Diabetes mellitus is the most common endocrine disorder, causes many complications such as micro- and macro-vascular diseases. Anti-diabetic, hypolipidemic and anti-oxidative properties of ginger have been noticed in several researches. The present study was conducted to investigate the effects of ginger on fasting blood sugar, Hemoglobin A1c, apolipoprotein B, apolipoprotein A-I, and malondialdehyde in type 2 diabetic patients. In a randomized, double-blind, placebo-controlled, clinical trial, a total of 41 type 2 diabetic patients randomly were assigned to ginger or placebo groups (22 in ginger group and 19 in control group), received 2 g/day of ginger powder supplement or lactose as placebo for 12 weeks. The serum concentrations of fasting blood sugar, Hemoglobin A1c, apolipoprotein B, apolipoprotein A-I and malondialdehyde were analyzed before and after the intervention. Ginger supplementation significantly reduced the levels of fasting blood sugar, hemoglobin A1c, apolipoprotein B, apolipoprotein B/apolipoprotein A-I and malondialdehyde in ginger group in comparison to baseline, as well as control group, while it increased the level of apolipoprotein A-I (p<0.05). It seems that oral administration of ginger powder supplement can improves fasting blood sugar, hemoglobin A1c, apolipoprotein B, apolipoprotein A-I, apolipoprotein B/apolipoprotein A-I and malondialdehyde in type 2 diabetic patients. So it may have a role in alleviating the risk of some chronic complications of diabetes.

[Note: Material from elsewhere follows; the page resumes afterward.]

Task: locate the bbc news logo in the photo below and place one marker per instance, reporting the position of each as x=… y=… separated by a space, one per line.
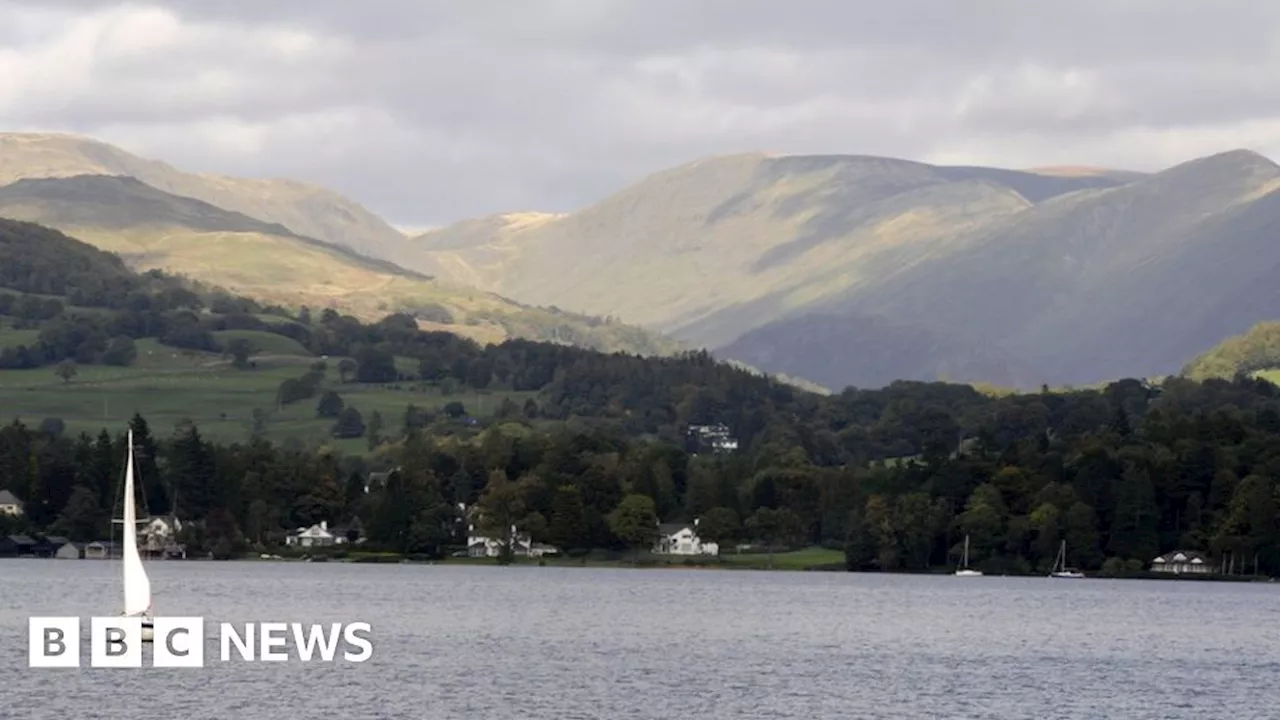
x=179 y=642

Diabetes mellitus can be defined as a group of metabolic diseases characterized by chronic hyperglycemia resulting from impaired insulin action/secretion and is classified into two major categories, type 1 and type 2. Type 2 diabetes accounts for >90% of diabetes and is resulting in impaired function in carbohydrate, lipid and protein metabolism. Effective control of hyperglycemia in diabetic patients is critical for reducing the risk of micro- and macro-vascular diseases (1).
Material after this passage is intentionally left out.